Development of an efficient shock sensor for high-order multi-species compressible flow solvers on unstructured grids

Abstract

Many fluid flows of engineering interest involve high-density ratios, the formation of shock waves, and the presence of multiple chemical species. In these situations, obtaining accurate results depends on the computational fluid dynamics (CFD) algorithm’s ability to ensure stable and robust time and space discretization of the governing equations, effectively minimizing numerical diffusion.

In this work, we develop and evaluate a low-dissipation, high-order solver for the Navier–Stokes equations applicable to compressible, multi-species flows within the OpenFOAM library. We introduce a new shock sensor specifically designed for high-order discretization methods, which guarantees accuracy up to the fourth order in both space and time when using unstructured grids. Additionally, this approach is compatible with real-gas equations of state.

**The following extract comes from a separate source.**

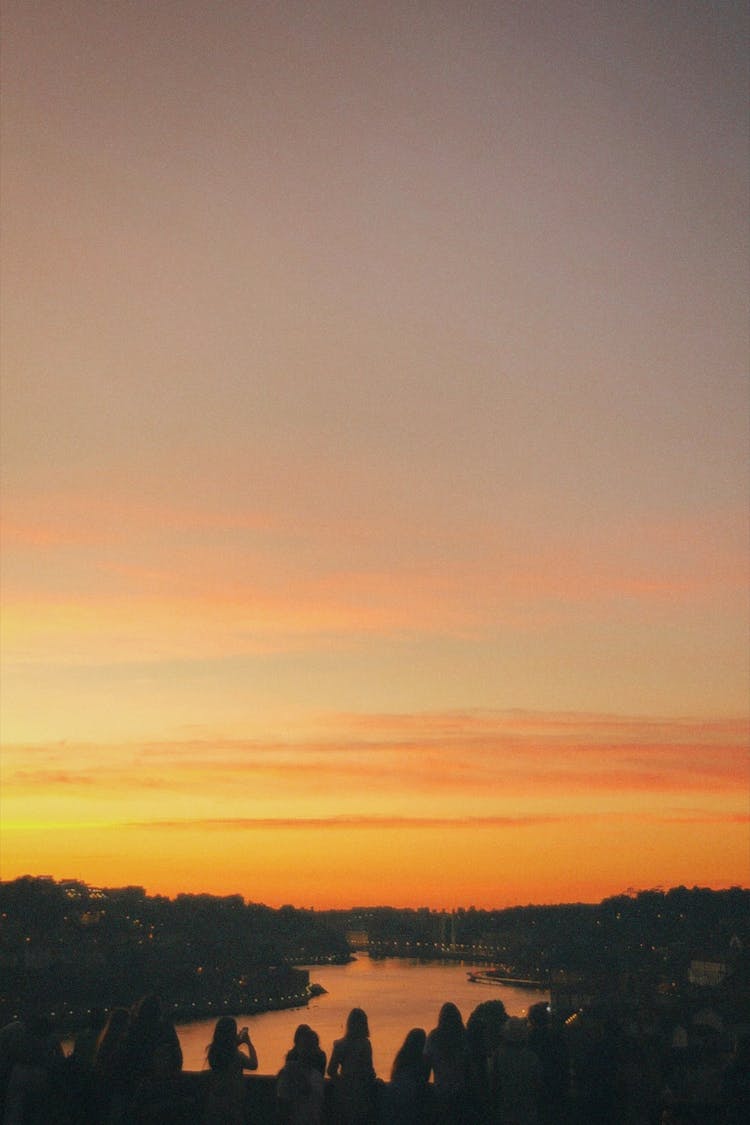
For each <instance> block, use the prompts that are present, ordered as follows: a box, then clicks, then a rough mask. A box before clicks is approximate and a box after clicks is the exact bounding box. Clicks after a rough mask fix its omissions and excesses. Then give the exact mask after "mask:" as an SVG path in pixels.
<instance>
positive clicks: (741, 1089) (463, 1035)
mask: <svg viewBox="0 0 750 1125" xmlns="http://www.w3.org/2000/svg"><path fill="white" fill-rule="evenodd" d="M710 1016H711V1014H708V1017H704V1018H703V1021H701V1020H697V1019H696V1020H693V1021H692V1023H689V1024H688V1026H681V1025H680V1023H679V1021H676V1020H674V1019H672V1020H671V1023H670V1024H669V1026H668V1027H666V1026H659V1024H658V1020H656V1018H653V1017H649V1016H644V1015H643V1014H630V1015H626V1016H624V1015H623V1014H618V1015H616V1014H615V1011H614V1010H613V1009H611V1008H608V1007H606V1006H599V1007H598V1008H594V1009H591V1010H590V1011H589V1012H586V1014H582V1015H577V1016H575V1017H573V1018H572V1019H571V1020H569V1021H568V1023H567V1025H564V1026H563V1025H562V1024H560V1023H559V1021H557V1020H555V1019H553V1017H552V1016H551V1014H550V1010H549V1008H548V1006H546V1005H545V1003H536V1005H534V1006H533V1007H532V1008H531V1009H530V1011H528V1016H527V1018H525V1019H521V1018H518V1017H509V1016H508V1015H507V1012H506V1010H505V1007H504V1005H503V1002H501V1001H500V1000H488V1001H485V1002H482V1003H480V1005H479V1006H478V1007H477V1008H476V1009H475V1010H473V1011H472V1014H471V1016H470V1017H469V1019H468V1021H467V1023H466V1024H464V1021H463V1018H462V1016H461V1012H460V1011H459V1009H458V1008H457V1006H455V1005H454V1003H450V1002H449V1003H444V1005H443V1006H442V1008H441V1009H440V1014H439V1018H437V1021H436V1026H435V1027H434V1028H433V1029H432V1030H430V1032H428V1033H427V1032H426V1030H425V1029H424V1028H421V1027H415V1028H412V1029H410V1030H409V1032H408V1033H407V1034H406V1035H405V1038H404V1042H403V1045H401V1046H400V1048H399V1050H398V1052H397V1054H396V1057H395V1059H394V1062H392V1066H391V1070H390V1073H389V1075H388V1079H387V1080H383V1079H382V1078H378V1077H377V1074H376V1070H374V1066H373V1061H372V1047H371V1044H370V1029H369V1025H368V1017H367V1014H365V1012H364V1011H363V1010H362V1009H361V1008H353V1009H352V1011H351V1012H350V1015H349V1018H347V1020H346V1028H345V1034H344V1035H343V1036H342V1037H341V1038H338V1039H335V1041H334V1043H333V1045H332V1050H331V1055H329V1057H327V1056H326V1054H325V1052H324V1051H323V1048H322V1046H320V1042H319V1037H318V1035H317V1033H316V1032H315V1030H314V1029H313V1028H311V1027H309V1026H308V1025H307V1024H300V1025H299V1027H298V1028H297V1030H296V1033H295V1036H293V1043H292V1044H291V1045H290V1048H289V1052H288V1053H287V1055H286V1061H284V1064H283V1066H282V1068H281V1070H280V1071H279V1073H278V1074H277V1075H274V1077H271V1075H264V1077H259V1078H256V1079H255V1080H254V1081H251V1082H247V1081H246V1080H245V1077H246V1073H247V1072H252V1071H256V1070H257V1066H259V1059H257V1053H256V1050H255V1046H254V1045H253V1043H252V1041H251V1037H250V1035H249V1032H247V1028H246V1027H243V1028H238V1027H237V1024H236V1020H235V1019H234V1018H232V1017H231V1016H223V1017H222V1018H220V1019H218V1020H217V1023H216V1027H215V1030H214V1036H213V1039H211V1042H210V1044H207V1050H206V1064H205V1068H204V1070H202V1071H200V1072H186V1071H184V1070H183V1066H182V1051H181V1047H180V1042H179V1038H178V1035H177V1032H175V1029H174V1025H173V1024H172V1021H171V1020H170V1019H169V1018H166V1017H165V1016H164V1014H163V1010H162V1007H161V1005H160V1001H159V999H157V997H155V996H147V997H144V998H143V999H142V1000H141V1001H139V1002H138V1003H137V1005H136V1006H135V1007H134V1008H133V1009H132V1010H128V1009H127V1008H120V1007H118V1008H114V1009H112V1010H111V1011H110V1012H109V1014H108V1016H106V1015H105V1012H103V1011H92V1012H91V1019H90V1026H89V1027H87V1028H85V1029H83V1030H82V1032H81V1033H80V1034H79V1035H78V1036H76V1038H75V1042H74V1047H73V1051H72V1053H71V1054H70V1055H67V1056H65V1054H64V1052H63V1048H62V1045H61V1041H60V1038H58V1037H57V1036H56V1035H55V1033H54V1028H53V1026H52V1024H51V1020H49V1019H48V1018H45V1017H40V1016H39V1017H35V1018H34V1017H31V1018H28V1019H24V1020H21V1019H18V1020H13V1021H12V1023H10V1024H8V1025H7V1026H6V1027H3V1028H1V1029H0V1099H1V1100H0V1105H1V1110H0V1123H1V1125H739V1123H740V1122H742V1123H746V1122H749V1120H750V1041H749V1039H748V1038H747V1037H742V1036H740V1037H739V1038H738V1037H737V1036H734V1037H733V1038H732V1039H731V1043H730V1042H729V1039H728V1036H726V1035H724V1034H723V1029H722V1027H721V1026H720V1025H717V1023H716V1019H715V1018H714V1019H713V1021H712V1019H711V1018H710ZM686 1023H688V1021H687V1020H686ZM719 1023H720V1021H719Z"/></svg>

We evaluated the solver performances on three test cases, each chosen for its relevance to real-world engineering problems: a 1D multi-specie shock tube, a 2D shock tube where Richtmyer–Meshkov instability develops as a consequence of bubble-shock interaction, and, finally, the flow through the complex 3D geometry of a high-pressure fuel injector used in propulsion applications, to investigate its performances on unstructured grids. The results confirm the effectiveness of the proposed sensor in scenarios characterized by field discontinuities, shock waves, high-density ratio, and distorted grids. This means that our solver can accurately simulate complex fluid flows in engineering applications where these conditions are often encountered.

The developed high-order scheme and shock sensor were implemented in an OpenFoam solver called rhoCubic4kFoam.